Reputation: 2692
TL;DR - The solution to the problem, thanks to Paul
If you have the problem described below, the easiest way to solve it is to execute the following command before running the Recipe to boot single node k8s:
sudo chcon -Rt svirt_sandbox_file_t /var/lib/kubelet
Original Problem Description
I am trying to put together a k8s environment based on this recipe > https://github.com/kubernetes/kubernetes/blob/release-1.1/docs/getting-started-guides/docker.md for the purpose of integration testing our code base which provisions containers in a k8s cluster.

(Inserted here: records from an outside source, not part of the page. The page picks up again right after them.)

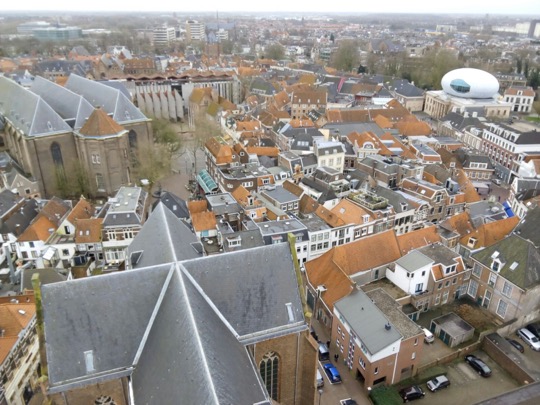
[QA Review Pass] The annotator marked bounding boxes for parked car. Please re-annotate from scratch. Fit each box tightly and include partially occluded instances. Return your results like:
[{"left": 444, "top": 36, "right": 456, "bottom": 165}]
[
  {"left": 427, "top": 375, "right": 450, "bottom": 392},
  {"left": 399, "top": 385, "right": 426, "bottom": 402},
  {"left": 422, "top": 328, "right": 435, "bottom": 343},
  {"left": 465, "top": 354, "right": 491, "bottom": 377},
  {"left": 517, "top": 328, "right": 540, "bottom": 352},
  {"left": 323, "top": 363, "right": 341, "bottom": 384},
  {"left": 317, "top": 369, "right": 324, "bottom": 388},
  {"left": 527, "top": 322, "right": 540, "bottom": 339},
  {"left": 506, "top": 338, "right": 525, "bottom": 353},
  {"left": 319, "top": 343, "right": 330, "bottom": 361}
]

For copy/paste convenience, I am including all the commands in the recipe in the section 'Run the Recipe', below
I have a simple replication controller definition (reproduced below in 'Replication Controller Definition')
for a very standard image (nginx.) In this RC definition I attempt to mount a shared folder using 'emptyDir'.
For simplicity I only have one container in the rep controller definition (so there really is not much sharing going on.)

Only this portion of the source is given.